The first thing that my dad noticed when we found it is that the strings are FUZZY.
I wanted to find out more about why the tztzit were old and cool so I checked them out with a wool expert friend, Abby. She got all excited “Wow I bet those were spindle spun!” (For those super interested in what spindle spinning is, I found a video here). She also noticed that the staple length is particularly long and the wool still has an impressive sheen, considering that my Opa probably got this talis for his bar mitzva (Jews of German descent get a tallis at bar mitzva, unlike my husband’s more standard custom to get one at the time of marriage), making it 95 years old this March.

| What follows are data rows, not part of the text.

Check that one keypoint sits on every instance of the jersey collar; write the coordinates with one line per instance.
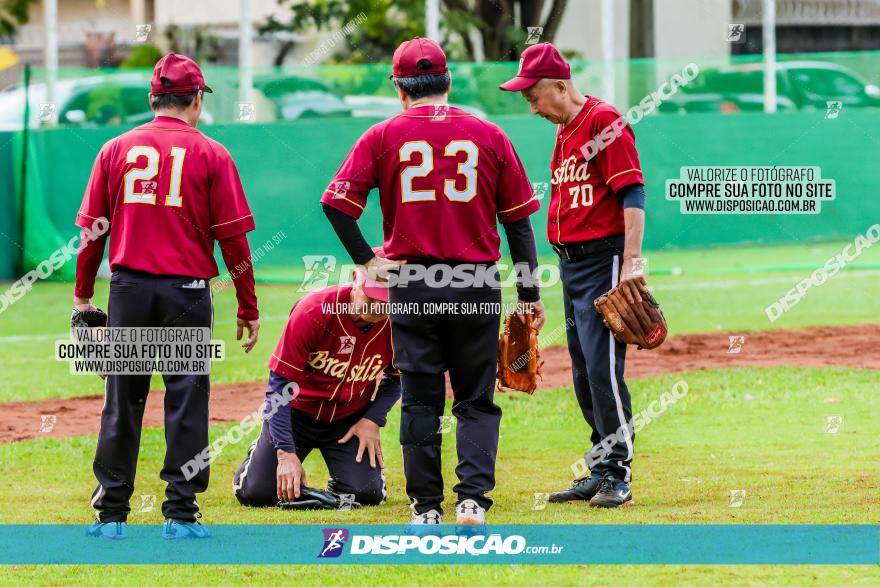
(575, 122)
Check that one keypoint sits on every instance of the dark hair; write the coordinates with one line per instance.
(175, 101)
(421, 86)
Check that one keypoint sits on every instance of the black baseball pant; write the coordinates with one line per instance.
(597, 359)
(426, 345)
(255, 482)
(142, 300)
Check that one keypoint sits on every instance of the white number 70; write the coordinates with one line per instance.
(586, 195)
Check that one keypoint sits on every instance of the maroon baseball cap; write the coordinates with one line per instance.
(541, 61)
(378, 290)
(177, 74)
(410, 54)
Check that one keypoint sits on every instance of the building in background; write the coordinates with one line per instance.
(101, 33)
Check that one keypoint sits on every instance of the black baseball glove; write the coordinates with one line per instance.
(318, 499)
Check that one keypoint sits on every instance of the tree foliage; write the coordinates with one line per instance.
(379, 26)
(13, 14)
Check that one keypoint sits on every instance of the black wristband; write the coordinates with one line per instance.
(350, 235)
(521, 240)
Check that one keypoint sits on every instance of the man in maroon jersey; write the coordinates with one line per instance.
(595, 224)
(444, 178)
(335, 348)
(169, 193)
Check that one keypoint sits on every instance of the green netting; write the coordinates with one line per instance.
(342, 88)
(285, 165)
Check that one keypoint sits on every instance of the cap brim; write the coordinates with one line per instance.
(376, 292)
(519, 84)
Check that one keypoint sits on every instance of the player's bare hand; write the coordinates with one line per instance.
(290, 474)
(379, 267)
(632, 288)
(535, 309)
(367, 432)
(253, 327)
(83, 304)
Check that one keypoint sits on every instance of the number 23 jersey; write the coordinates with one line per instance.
(444, 176)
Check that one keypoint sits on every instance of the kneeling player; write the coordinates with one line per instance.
(335, 347)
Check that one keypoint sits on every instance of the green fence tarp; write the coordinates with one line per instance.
(285, 168)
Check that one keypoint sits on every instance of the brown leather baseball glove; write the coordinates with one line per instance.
(519, 359)
(632, 314)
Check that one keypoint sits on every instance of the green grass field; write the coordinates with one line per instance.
(758, 430)
(722, 289)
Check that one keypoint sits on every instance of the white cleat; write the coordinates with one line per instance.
(470, 513)
(429, 518)
(426, 523)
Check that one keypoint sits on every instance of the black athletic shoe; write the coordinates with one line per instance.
(612, 493)
(581, 490)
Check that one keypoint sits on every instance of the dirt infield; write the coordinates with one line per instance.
(851, 346)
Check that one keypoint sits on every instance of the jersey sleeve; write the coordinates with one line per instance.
(230, 213)
(619, 161)
(96, 201)
(305, 328)
(515, 198)
(355, 178)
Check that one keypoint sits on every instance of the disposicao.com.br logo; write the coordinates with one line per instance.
(454, 544)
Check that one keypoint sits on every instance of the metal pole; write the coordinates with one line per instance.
(769, 33)
(22, 196)
(51, 25)
(245, 60)
(608, 49)
(432, 19)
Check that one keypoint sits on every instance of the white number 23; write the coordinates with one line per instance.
(467, 168)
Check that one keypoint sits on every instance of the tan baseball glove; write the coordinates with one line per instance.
(519, 359)
(632, 314)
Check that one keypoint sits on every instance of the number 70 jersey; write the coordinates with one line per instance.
(444, 176)
(169, 192)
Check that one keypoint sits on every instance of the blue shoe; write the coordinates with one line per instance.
(108, 530)
(178, 530)
(612, 493)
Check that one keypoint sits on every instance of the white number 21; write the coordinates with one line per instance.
(146, 175)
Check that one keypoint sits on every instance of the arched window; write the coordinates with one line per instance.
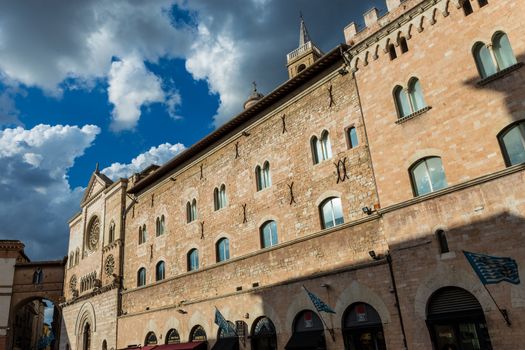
(415, 94)
(198, 334)
(441, 237)
(141, 277)
(362, 328)
(38, 276)
(307, 325)
(263, 176)
(86, 337)
(159, 271)
(269, 234)
(191, 210)
(331, 212)
(455, 320)
(503, 51)
(219, 197)
(111, 236)
(193, 260)
(484, 61)
(353, 141)
(428, 176)
(151, 339)
(403, 44)
(401, 100)
(172, 337)
(264, 336)
(142, 234)
(467, 7)
(223, 249)
(392, 51)
(512, 143)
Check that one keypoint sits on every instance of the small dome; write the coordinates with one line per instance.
(254, 97)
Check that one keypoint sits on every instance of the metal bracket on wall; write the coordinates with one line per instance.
(244, 220)
(342, 174)
(292, 198)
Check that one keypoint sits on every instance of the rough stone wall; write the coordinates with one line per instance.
(465, 118)
(290, 158)
(100, 311)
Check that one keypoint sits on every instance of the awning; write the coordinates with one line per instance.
(230, 343)
(196, 345)
(306, 341)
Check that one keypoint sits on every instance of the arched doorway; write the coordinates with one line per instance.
(86, 337)
(362, 328)
(264, 336)
(308, 332)
(35, 324)
(456, 321)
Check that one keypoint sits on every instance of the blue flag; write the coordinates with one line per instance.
(318, 303)
(493, 269)
(223, 324)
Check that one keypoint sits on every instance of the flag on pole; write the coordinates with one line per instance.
(223, 324)
(318, 303)
(493, 269)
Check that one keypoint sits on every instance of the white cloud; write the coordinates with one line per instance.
(132, 86)
(36, 197)
(155, 155)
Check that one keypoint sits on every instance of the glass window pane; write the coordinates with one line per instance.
(484, 61)
(436, 173)
(421, 179)
(503, 52)
(352, 136)
(402, 103)
(416, 96)
(514, 142)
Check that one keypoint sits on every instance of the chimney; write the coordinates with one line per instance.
(350, 31)
(392, 4)
(371, 17)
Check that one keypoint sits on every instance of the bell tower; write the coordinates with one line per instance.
(305, 55)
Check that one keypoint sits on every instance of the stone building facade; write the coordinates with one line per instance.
(361, 179)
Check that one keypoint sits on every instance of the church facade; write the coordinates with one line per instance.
(359, 186)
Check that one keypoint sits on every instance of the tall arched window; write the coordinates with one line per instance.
(191, 210)
(160, 271)
(141, 277)
(263, 176)
(362, 328)
(353, 141)
(142, 234)
(401, 100)
(484, 61)
(151, 339)
(456, 320)
(111, 236)
(219, 197)
(415, 93)
(512, 143)
(331, 212)
(269, 234)
(193, 260)
(223, 249)
(428, 176)
(503, 51)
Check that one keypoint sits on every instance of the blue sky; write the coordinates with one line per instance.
(126, 84)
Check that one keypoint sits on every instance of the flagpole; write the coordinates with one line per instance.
(502, 311)
(331, 331)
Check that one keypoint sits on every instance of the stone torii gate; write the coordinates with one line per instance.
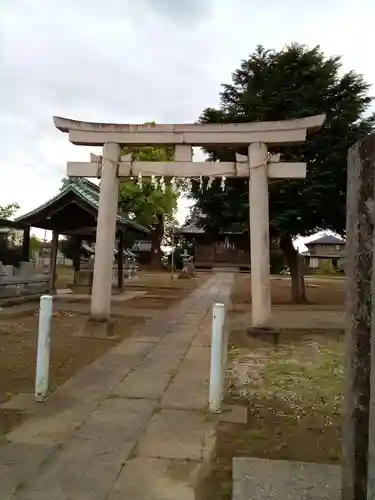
(258, 166)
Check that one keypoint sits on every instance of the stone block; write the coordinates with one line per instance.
(262, 479)
(84, 277)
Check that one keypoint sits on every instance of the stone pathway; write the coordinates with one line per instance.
(133, 424)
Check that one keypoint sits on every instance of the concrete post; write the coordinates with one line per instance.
(259, 234)
(120, 261)
(26, 245)
(44, 343)
(105, 234)
(359, 347)
(54, 249)
(217, 354)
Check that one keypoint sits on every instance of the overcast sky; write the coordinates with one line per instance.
(136, 61)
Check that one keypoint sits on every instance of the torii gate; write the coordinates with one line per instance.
(258, 166)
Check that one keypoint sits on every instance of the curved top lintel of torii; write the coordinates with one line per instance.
(281, 132)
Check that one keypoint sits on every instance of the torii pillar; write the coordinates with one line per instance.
(258, 167)
(105, 233)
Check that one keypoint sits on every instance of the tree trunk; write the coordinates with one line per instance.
(295, 267)
(156, 237)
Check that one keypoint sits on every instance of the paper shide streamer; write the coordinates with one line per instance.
(161, 183)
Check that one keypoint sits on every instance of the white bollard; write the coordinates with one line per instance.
(217, 366)
(44, 341)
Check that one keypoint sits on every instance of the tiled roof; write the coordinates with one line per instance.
(193, 228)
(89, 193)
(327, 239)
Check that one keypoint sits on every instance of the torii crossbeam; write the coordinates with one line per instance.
(258, 166)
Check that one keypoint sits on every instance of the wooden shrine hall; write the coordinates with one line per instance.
(74, 212)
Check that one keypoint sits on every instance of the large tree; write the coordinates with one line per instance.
(149, 204)
(292, 83)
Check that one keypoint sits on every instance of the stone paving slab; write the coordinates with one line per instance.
(118, 419)
(176, 434)
(103, 435)
(156, 479)
(19, 463)
(85, 469)
(144, 383)
(262, 479)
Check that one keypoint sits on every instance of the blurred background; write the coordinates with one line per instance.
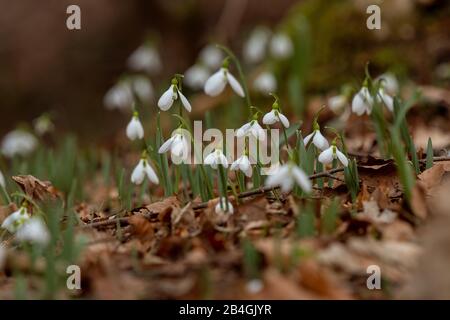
(47, 68)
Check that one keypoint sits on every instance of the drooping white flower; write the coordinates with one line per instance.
(172, 94)
(142, 170)
(221, 206)
(18, 142)
(385, 99)
(217, 82)
(362, 102)
(120, 96)
(142, 87)
(275, 116)
(195, 77)
(178, 146)
(34, 230)
(265, 83)
(216, 158)
(211, 56)
(145, 58)
(281, 46)
(15, 220)
(328, 155)
(251, 128)
(135, 130)
(2, 180)
(389, 83)
(317, 138)
(337, 103)
(254, 49)
(287, 176)
(243, 164)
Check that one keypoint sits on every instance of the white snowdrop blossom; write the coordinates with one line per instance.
(255, 47)
(2, 180)
(18, 142)
(34, 230)
(251, 128)
(120, 96)
(211, 56)
(328, 155)
(287, 176)
(15, 220)
(195, 77)
(281, 46)
(362, 102)
(275, 116)
(135, 130)
(221, 206)
(145, 58)
(317, 138)
(389, 83)
(216, 158)
(217, 82)
(337, 103)
(386, 99)
(265, 83)
(142, 170)
(172, 94)
(243, 164)
(178, 145)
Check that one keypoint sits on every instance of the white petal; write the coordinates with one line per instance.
(326, 156)
(215, 84)
(166, 145)
(166, 100)
(342, 158)
(151, 175)
(270, 118)
(185, 101)
(284, 120)
(235, 85)
(302, 179)
(320, 141)
(138, 175)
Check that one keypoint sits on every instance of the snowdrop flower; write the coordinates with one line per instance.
(196, 76)
(362, 102)
(243, 163)
(337, 103)
(135, 130)
(172, 94)
(34, 230)
(2, 180)
(178, 146)
(142, 87)
(286, 176)
(221, 206)
(281, 46)
(145, 58)
(15, 219)
(211, 56)
(255, 48)
(317, 138)
(142, 170)
(217, 82)
(389, 83)
(216, 158)
(265, 82)
(386, 99)
(328, 155)
(120, 97)
(275, 116)
(251, 128)
(18, 142)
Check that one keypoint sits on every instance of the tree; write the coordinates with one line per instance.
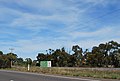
(78, 55)
(28, 61)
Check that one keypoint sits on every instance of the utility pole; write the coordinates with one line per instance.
(11, 51)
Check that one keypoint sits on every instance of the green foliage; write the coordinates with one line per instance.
(104, 55)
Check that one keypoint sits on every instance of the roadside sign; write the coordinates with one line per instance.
(45, 63)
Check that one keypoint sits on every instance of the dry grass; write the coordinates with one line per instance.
(77, 72)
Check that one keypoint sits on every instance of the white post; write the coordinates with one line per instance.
(28, 67)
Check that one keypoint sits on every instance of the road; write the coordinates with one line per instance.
(25, 76)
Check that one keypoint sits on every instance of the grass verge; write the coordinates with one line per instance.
(77, 72)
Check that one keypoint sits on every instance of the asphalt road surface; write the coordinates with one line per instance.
(25, 76)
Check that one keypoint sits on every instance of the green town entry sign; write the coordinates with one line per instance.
(45, 63)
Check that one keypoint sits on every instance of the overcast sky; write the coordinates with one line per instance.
(33, 26)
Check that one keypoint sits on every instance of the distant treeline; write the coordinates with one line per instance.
(10, 59)
(104, 55)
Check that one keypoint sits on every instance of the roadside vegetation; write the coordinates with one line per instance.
(74, 72)
(105, 55)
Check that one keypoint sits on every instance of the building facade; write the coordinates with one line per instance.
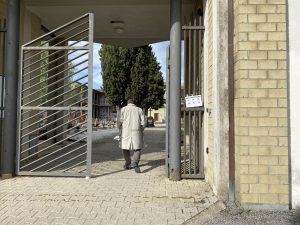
(250, 88)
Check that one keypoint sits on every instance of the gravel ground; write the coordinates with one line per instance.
(233, 215)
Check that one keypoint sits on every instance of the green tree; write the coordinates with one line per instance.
(132, 72)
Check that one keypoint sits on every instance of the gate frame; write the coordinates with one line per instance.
(89, 107)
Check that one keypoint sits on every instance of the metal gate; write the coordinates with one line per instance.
(2, 80)
(55, 102)
(192, 155)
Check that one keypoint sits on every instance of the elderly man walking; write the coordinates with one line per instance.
(131, 122)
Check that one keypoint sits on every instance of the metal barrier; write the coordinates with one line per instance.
(55, 102)
(192, 155)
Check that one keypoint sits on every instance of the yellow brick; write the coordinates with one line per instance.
(267, 122)
(244, 27)
(248, 179)
(268, 102)
(282, 84)
(279, 151)
(278, 170)
(244, 188)
(267, 64)
(248, 102)
(266, 8)
(244, 169)
(281, 27)
(268, 179)
(259, 150)
(267, 45)
(247, 83)
(268, 160)
(267, 27)
(258, 131)
(258, 188)
(268, 199)
(247, 64)
(267, 84)
(277, 54)
(281, 45)
(284, 179)
(283, 199)
(248, 141)
(258, 36)
(279, 189)
(283, 160)
(257, 18)
(247, 45)
(258, 169)
(277, 36)
(258, 55)
(258, 112)
(257, 93)
(249, 198)
(259, 74)
(277, 74)
(276, 18)
(282, 103)
(281, 65)
(278, 112)
(245, 9)
(283, 141)
(278, 131)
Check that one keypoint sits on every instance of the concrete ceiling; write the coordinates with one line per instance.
(146, 21)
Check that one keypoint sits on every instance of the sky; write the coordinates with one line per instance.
(159, 50)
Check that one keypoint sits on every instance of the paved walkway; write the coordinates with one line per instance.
(111, 196)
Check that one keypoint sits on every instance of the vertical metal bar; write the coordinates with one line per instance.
(11, 81)
(190, 93)
(90, 95)
(185, 93)
(175, 87)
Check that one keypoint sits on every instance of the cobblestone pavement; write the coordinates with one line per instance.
(111, 196)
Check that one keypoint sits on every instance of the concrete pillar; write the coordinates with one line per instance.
(175, 83)
(11, 84)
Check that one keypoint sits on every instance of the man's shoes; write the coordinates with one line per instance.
(137, 169)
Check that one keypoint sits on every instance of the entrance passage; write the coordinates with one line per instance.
(192, 156)
(55, 116)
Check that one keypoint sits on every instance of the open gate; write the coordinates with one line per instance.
(55, 102)
(192, 155)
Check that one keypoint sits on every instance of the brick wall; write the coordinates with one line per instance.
(261, 102)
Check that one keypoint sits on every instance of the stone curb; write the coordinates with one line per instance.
(206, 214)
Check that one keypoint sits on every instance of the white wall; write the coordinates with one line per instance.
(294, 48)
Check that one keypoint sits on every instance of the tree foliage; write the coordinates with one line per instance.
(132, 72)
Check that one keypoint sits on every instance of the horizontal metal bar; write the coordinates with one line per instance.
(66, 162)
(51, 130)
(61, 87)
(193, 109)
(52, 174)
(73, 135)
(65, 32)
(191, 27)
(74, 150)
(55, 136)
(49, 108)
(57, 29)
(60, 149)
(51, 48)
(53, 68)
(55, 82)
(71, 167)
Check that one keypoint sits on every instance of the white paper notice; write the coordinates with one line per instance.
(193, 101)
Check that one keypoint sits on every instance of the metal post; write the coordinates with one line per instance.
(175, 89)
(11, 84)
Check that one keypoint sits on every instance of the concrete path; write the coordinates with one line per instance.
(111, 196)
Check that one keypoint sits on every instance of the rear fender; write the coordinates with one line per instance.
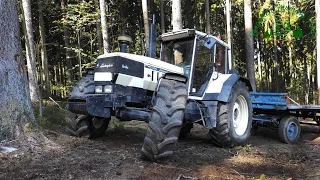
(225, 92)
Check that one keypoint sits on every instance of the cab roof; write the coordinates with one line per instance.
(185, 33)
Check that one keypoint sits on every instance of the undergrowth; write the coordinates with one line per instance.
(52, 115)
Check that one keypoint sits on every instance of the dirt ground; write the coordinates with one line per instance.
(116, 155)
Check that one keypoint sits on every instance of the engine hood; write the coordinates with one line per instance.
(152, 63)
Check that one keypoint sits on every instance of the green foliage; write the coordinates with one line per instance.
(262, 177)
(280, 29)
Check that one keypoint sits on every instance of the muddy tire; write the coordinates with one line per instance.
(185, 130)
(289, 130)
(166, 120)
(86, 126)
(234, 118)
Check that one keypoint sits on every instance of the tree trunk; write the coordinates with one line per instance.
(44, 57)
(66, 44)
(249, 44)
(98, 25)
(176, 15)
(229, 34)
(208, 25)
(162, 16)
(317, 4)
(105, 37)
(275, 51)
(15, 104)
(146, 23)
(31, 58)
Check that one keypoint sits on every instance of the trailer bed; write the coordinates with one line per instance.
(281, 104)
(280, 110)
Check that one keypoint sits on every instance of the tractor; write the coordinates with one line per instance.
(193, 82)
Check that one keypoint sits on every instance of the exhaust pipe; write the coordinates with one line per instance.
(152, 38)
(124, 40)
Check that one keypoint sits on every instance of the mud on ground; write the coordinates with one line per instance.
(116, 155)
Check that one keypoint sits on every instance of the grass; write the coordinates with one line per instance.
(52, 114)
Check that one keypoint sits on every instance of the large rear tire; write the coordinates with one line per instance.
(86, 126)
(166, 120)
(234, 118)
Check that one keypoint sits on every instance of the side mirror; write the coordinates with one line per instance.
(210, 42)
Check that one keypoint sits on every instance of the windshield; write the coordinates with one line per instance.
(178, 52)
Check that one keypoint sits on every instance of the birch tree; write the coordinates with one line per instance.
(44, 57)
(145, 22)
(104, 26)
(317, 4)
(229, 34)
(31, 58)
(67, 44)
(249, 43)
(15, 104)
(162, 16)
(176, 15)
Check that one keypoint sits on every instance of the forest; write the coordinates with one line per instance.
(48, 47)
(67, 38)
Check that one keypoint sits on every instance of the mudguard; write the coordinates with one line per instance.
(224, 94)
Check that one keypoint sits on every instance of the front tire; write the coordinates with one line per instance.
(86, 126)
(234, 118)
(166, 120)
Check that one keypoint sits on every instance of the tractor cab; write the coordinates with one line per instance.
(203, 57)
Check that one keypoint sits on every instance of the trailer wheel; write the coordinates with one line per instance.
(85, 126)
(234, 118)
(289, 129)
(166, 120)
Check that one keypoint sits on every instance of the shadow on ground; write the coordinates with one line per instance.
(116, 155)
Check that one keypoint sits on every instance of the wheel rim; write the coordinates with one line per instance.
(292, 130)
(240, 115)
(97, 122)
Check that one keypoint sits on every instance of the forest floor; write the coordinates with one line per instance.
(116, 155)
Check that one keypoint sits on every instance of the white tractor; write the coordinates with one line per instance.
(192, 82)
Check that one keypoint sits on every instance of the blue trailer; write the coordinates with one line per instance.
(280, 110)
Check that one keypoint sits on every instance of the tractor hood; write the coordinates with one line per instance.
(132, 64)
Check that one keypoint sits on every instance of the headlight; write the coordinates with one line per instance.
(98, 89)
(107, 89)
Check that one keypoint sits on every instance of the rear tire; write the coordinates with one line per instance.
(234, 118)
(166, 120)
(289, 130)
(86, 126)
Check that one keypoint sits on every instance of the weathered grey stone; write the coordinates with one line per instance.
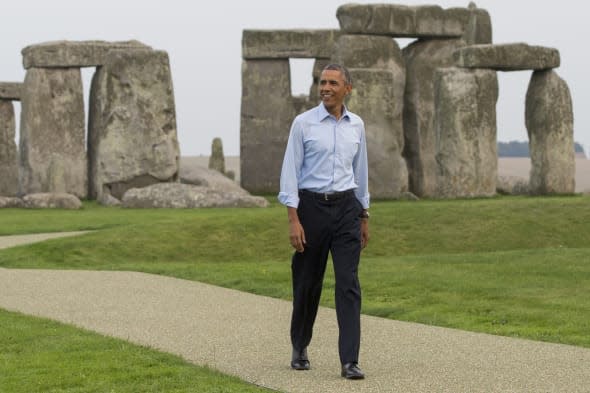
(73, 53)
(401, 21)
(550, 126)
(465, 123)
(367, 51)
(51, 201)
(217, 159)
(423, 58)
(209, 178)
(8, 152)
(477, 24)
(11, 202)
(507, 57)
(512, 185)
(52, 137)
(283, 44)
(109, 200)
(176, 195)
(314, 90)
(132, 124)
(11, 90)
(265, 123)
(378, 74)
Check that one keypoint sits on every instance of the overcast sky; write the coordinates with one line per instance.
(203, 40)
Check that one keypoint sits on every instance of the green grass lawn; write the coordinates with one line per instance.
(43, 356)
(513, 266)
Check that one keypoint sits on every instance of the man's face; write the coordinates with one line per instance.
(333, 89)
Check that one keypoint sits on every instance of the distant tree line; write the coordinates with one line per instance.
(521, 149)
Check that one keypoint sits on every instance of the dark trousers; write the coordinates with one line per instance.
(330, 227)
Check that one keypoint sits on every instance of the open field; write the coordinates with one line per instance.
(518, 167)
(509, 266)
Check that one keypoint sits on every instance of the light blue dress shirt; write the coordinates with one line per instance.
(325, 155)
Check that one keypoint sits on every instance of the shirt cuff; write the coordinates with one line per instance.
(289, 200)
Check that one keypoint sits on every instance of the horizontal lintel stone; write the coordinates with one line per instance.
(10, 90)
(284, 44)
(395, 20)
(73, 53)
(507, 57)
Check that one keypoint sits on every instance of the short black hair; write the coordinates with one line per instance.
(342, 69)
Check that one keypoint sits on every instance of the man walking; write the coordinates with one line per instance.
(324, 184)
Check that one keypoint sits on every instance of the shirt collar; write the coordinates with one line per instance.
(323, 112)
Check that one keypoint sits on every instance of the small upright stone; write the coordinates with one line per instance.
(216, 159)
(8, 152)
(550, 126)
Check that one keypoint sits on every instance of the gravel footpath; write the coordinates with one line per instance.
(247, 336)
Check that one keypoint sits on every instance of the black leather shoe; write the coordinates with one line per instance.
(299, 360)
(352, 371)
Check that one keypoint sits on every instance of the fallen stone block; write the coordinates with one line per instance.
(184, 196)
(507, 57)
(10, 202)
(51, 201)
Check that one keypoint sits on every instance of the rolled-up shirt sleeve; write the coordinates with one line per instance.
(290, 172)
(361, 173)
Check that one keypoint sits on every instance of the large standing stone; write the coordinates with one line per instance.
(378, 73)
(266, 115)
(374, 98)
(550, 126)
(132, 140)
(465, 123)
(423, 58)
(52, 138)
(73, 53)
(8, 152)
(507, 57)
(283, 44)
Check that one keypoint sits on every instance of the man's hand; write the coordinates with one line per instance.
(364, 232)
(296, 232)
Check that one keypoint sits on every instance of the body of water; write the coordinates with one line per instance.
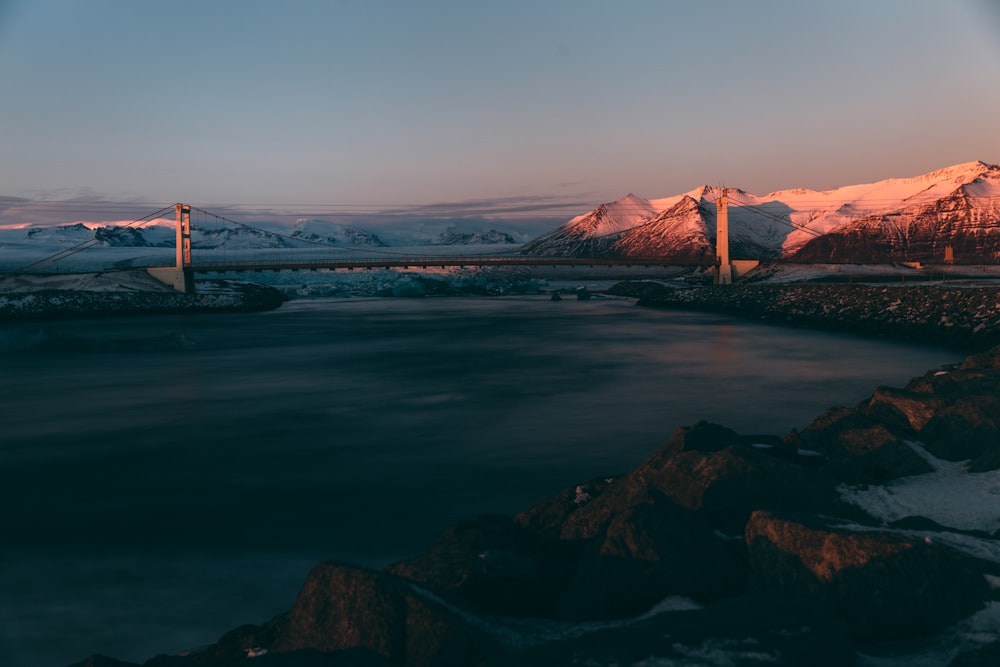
(165, 479)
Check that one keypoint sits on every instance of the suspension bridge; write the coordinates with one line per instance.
(298, 253)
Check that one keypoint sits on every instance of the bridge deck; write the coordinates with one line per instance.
(415, 262)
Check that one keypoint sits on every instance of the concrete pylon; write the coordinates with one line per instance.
(181, 276)
(724, 271)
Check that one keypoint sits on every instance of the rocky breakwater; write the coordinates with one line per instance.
(874, 530)
(967, 317)
(134, 292)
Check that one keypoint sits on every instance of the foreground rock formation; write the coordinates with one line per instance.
(719, 549)
(875, 529)
(967, 317)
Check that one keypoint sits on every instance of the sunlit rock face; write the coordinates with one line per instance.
(894, 220)
(884, 584)
(970, 226)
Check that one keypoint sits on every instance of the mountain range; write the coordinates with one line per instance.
(894, 220)
(949, 214)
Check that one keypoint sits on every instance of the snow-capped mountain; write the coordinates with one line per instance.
(331, 233)
(906, 219)
(489, 237)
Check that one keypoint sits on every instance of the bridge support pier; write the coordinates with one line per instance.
(724, 271)
(180, 276)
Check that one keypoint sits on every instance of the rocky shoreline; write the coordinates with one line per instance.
(875, 531)
(124, 293)
(963, 317)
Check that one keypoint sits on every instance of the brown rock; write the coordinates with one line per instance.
(859, 449)
(740, 632)
(343, 606)
(885, 585)
(708, 470)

The next thing I realized, was that the beautiful bag was hand sewn and embroidered, possibly by my Oma, who did embroider other things in this manner. Or possibly not since he got it for his bar mitzva. Maybe my GREAT grandmother made it, maybe my GREAT GREAT grandmother made it? The pictures don’t do it justice.
Opa’s name was Ludolf Heidecker. I think he was named for his Opa, Lamlien Hirsch Heidecker.
Look at the hand stitched construction
The tallis itself is fairly standard but also beautiful:
Now that I’ve decided it’s not headed for the trash, I’m still not sure what to do with it. (Suggestions appreciated.) As I said before it’s fairly moth eaten and no one I know has any inclination to put it to use. For now I’m going to add it to a big (figurative) bin of future use to be determined.